優は背中を壁に押し付け、私に怯えながら呻く。
「や……めろ……」
優の制止に耳を傾ける筈も無く、私は右手に携えた銀色に煌めく切っ先を優に向けた。
「もう手遅れよ。優が他の女と毎日毎日会っているのは知ってるの」
「……ち、違う! それは――」
「何が違うっていうの? じゃあ、この写真は何?」
そこには優と女が手を絡め合う様子が写っていた。これを見せつけた瞬間、優から狼狽の色が漏れ出した。
「ホントに違う! そいつはただの――」
「だから言ってるでしょ? もう手遅れだって」
優の言い訳など聞きたくなかった。それでも尚、釈明を続けようとする優を、私は右手で黙らせた。正確には、鋭利な先端で。

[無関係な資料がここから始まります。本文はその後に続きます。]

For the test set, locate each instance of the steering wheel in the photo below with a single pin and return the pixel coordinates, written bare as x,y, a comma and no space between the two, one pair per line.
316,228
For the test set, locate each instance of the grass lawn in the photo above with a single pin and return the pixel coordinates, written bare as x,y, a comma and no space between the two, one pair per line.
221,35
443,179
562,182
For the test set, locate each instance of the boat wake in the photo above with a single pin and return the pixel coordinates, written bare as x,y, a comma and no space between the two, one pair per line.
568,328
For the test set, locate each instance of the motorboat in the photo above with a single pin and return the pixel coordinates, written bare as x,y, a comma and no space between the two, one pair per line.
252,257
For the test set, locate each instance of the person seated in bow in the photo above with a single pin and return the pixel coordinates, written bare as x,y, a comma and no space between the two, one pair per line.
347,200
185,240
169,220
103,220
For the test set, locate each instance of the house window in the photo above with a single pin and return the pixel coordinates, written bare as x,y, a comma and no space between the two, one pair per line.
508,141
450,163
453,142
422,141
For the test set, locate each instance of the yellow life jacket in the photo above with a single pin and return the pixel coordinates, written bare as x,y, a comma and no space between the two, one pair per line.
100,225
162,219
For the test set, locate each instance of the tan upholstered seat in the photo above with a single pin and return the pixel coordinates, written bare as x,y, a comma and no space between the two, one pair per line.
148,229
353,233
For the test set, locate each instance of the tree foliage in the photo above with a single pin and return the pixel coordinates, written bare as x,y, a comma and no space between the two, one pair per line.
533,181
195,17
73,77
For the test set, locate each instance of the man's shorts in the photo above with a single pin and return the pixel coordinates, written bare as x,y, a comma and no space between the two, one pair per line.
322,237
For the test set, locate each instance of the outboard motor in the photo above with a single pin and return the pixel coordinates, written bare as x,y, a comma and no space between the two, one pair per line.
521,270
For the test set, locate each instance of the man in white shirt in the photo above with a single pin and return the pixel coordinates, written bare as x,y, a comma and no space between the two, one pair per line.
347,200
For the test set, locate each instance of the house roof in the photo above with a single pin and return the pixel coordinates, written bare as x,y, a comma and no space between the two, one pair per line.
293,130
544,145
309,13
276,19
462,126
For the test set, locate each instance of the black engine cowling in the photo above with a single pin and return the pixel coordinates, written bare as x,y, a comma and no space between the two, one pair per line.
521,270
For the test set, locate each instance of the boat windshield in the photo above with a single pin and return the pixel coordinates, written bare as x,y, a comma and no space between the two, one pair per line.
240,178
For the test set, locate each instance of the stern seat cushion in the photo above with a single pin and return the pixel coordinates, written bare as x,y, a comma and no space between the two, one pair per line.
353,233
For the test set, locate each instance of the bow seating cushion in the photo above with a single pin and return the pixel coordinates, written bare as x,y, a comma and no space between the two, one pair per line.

純白のワイシャツが紅色に染まり始める。同心円状に広がる紅の波紋は、優を少しずつ蝕んていった。
優は死と抗いながら、尚も掠れた言葉を紡ごうとする。
「コ、殺ス、気ダ……」
私は優の発する言葉が可笑しくて堪らなかった。何を今更駄弁っているのか。
「そうだよ! 私はお前を殺す気だよ!!」
優は何かに縋るように、またも呻き声を上げた。
「違、ウ、コ殺、ス、気ダ……」
掠れ切った優の声帯が、これ以上言葉を発する事は無かった。優の瞳は涙で濡れていた。